Les minorités visibles, les handicapés et les autochtones sont complètement absents de la haute direction et du conseil de neuf entreprises, dont Power Corporation, SNC-Lavalin, la Banque Nationale, BRP et le Canadien National. 

Rappelons qu’en 2016, 14 % de la population québécoise faisait partie d’une minorité visible.

Lightspeed, première de classe

À vrai dire, une seule entreprise se rapproche de la démographie québécoise : Lightspeed, fondée par Dax Dasilva, né à Vancouver de parents ougandais. Quelque 21 % de sa haute direction est composée de membres des minorités visibles, une proportion qui atteint 17 % à son conseil.

M. Dasilva ne s’étonne pas du manque « évident » de diversité dans le monde des affaires.

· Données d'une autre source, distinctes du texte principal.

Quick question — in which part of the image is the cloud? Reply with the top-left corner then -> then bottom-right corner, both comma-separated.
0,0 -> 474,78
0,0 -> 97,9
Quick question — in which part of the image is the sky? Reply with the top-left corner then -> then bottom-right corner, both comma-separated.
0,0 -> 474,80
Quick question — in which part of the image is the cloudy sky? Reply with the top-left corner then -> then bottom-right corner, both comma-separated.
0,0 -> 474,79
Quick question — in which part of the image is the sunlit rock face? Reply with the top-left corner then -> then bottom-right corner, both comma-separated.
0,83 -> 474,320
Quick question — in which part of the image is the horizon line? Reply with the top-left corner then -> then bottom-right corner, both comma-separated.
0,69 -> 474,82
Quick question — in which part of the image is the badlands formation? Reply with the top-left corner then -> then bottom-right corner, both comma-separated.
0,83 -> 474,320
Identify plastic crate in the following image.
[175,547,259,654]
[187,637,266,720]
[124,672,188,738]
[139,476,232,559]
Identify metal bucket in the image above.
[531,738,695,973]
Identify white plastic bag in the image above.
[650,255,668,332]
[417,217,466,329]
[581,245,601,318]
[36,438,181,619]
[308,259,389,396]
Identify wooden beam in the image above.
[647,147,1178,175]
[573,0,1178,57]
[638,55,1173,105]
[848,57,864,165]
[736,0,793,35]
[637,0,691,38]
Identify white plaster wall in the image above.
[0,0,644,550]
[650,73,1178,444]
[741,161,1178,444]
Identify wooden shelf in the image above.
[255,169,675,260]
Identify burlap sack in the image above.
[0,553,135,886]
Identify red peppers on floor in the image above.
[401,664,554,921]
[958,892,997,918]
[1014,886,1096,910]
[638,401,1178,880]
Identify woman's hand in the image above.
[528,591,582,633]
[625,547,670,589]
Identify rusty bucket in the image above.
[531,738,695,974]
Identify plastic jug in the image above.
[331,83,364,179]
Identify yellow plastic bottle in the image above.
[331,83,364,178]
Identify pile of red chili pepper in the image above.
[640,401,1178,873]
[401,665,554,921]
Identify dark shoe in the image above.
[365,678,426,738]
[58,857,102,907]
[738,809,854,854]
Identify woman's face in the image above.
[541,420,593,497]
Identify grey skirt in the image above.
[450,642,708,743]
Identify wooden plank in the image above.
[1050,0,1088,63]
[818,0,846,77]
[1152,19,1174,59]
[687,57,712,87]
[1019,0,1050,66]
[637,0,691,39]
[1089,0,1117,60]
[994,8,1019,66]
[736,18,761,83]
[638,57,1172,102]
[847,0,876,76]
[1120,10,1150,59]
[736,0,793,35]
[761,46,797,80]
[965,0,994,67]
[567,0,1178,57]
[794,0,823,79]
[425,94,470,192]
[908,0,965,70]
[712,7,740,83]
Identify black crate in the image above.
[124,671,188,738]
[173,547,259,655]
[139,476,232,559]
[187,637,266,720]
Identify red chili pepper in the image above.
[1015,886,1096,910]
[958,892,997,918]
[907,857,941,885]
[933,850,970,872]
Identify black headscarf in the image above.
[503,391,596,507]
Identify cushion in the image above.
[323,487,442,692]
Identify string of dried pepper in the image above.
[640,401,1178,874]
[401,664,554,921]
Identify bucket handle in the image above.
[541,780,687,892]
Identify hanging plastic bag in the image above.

« Je ne connais pas toutes les entreprises, mais dans le secteur technologique, il y a encore cette philosophie du boys club, dit-il. Je pense qu’il est temps qu’on brise ce cycle une fois pour toutes. Pour ce faire, il faut qu’il y ait une volonté et cette volonté doit venir de haut, de la haute direction, du conseil. Si, nous, on est arrivé à le faire, c’est sûr que toutes les entreprises le peuvent aussi. »

Mercredi, le tout nouveau Conseil canadien des chefs d’entreprise contre le racisme systémique anti-Noir a salué les nombreux messages d’entreprises en appui au mouvement Black Lives Matter, mais a demandé à celles-ci d’aller au-delà des belles paroles. Les coprésidents du groupe comprennent notamment les PDG de la CIBC, de Fairfax et de Cisco Canada.

De la parole aux actes

« Le temps est venu de passer de la parole aux actes », a ajouté le ministre fédéral de l’Industrie, Navdeep Bains.

« Les résultats sont meilleurs lorsque les personnes à la table de décision reflètent la diversité de la population. C’est la raison pour laquelle on a fait adopter cette loi qui impose aux sociétés de divulguer leur politique sur la diversité et leurs objectifs pour accroître la diversité au sein de la haute direction et des conseils. (Ce) n’est pas seulement la bonne chose à faire, c’est aussi la plus judicieuse. »

Plusieurs entreprises québécoises n’ont pas adopté de politiques pour accroître la représentation des minorités visibles, des handicapés et des autochtones en haut lieu. C’est notamment le cas de Saputo, de Transcontinental et de WSP Global.


Notons que les entreprises constituées en vertu de la loi québécoise ne sont pas tenues de fournir des données sur la présence des minorités ethniques et des handicapés parmi leurs hauts dirigeants et administrateurs. Alimentation Couche-Tard, CGI, Metro, Québecor et Cascades sont du lot.